By Kevin Kelleher
October 5, 2018

U.S. stock indexes may be near record highs, but concerns about rising interest rates and growing trade tensions led the benchmark S&P 500 index to post its worst week in a month.

The S&P 500 closed the week down about 1%, hardly an alarming decline but some investors began expressing concerns about the risk of inflation as bond yields rose to their highest levels since 2011. Higher rates can kill stock rallies because they make bonds more competitive investments than stocks and because they make debt more expensive to companies seeking to borrow money.

Most of the declines came after Federal Reserve Chair Jerome Powell indicated on Wednesday that more interest rate increases could be coming. Bond yields rose higher on Friday after jobs data showed the unemployment rate fell to 3.7%, fueling concerns that demand for workers could cause wages to increase. That in turn caused the S&P 500 to lose nearly 2% in the past two days.

“Equities will have no choice because if they don’t remain competitive with the risk-free rate of return people will stop buying them anyway and they will start going into bonds,” Walter Zimmerman, an analyst at ICAP told Reuters. “How does the stock market adjust for that? By lowering the price.”

Some of the biggest declines came in technology shares, which have led the U.S. stock market’s rally in 2018. The Nasdaq 100 Index, which is weighted with big-tech names, fell 3% this week as investors prepared for an escalation is a trade dispute between the U.S. and China. Companies like Apple rely on China for suppliers as well as revenue.
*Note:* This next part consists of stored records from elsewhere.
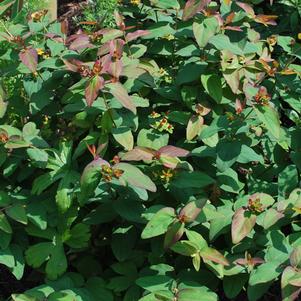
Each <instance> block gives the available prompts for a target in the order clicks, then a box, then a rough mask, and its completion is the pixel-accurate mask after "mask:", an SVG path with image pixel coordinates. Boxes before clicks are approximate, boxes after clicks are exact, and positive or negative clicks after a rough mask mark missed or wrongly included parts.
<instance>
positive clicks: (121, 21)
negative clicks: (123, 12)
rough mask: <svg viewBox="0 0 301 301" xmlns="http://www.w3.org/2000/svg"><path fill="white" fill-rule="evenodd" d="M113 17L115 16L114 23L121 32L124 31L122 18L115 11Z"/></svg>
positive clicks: (116, 12) (124, 24)
mask: <svg viewBox="0 0 301 301" xmlns="http://www.w3.org/2000/svg"><path fill="white" fill-rule="evenodd" d="M114 16H115V21H116V24H117V26H118V27H119V28H120V29H121V30H124V29H125V23H124V18H123V16H122V15H121V14H120V13H119V12H118V11H117V10H115V12H114Z"/></svg>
Apple has fallen more than 3% in the past two days.

Other so-called FANG stocks—including Facebook, Netflix and Alphabet—closed the week lower Amazon also fell 5.7% this week after the company agreed to increase its minimum wage for warehouse workers to $15 an hour.

“It’s more trade worries than anything else because these companies, they either sell a lot to China or produce a lot in China,” said Matt Maley, equity strategist at Miller Tabak + Co. told Bloomberg.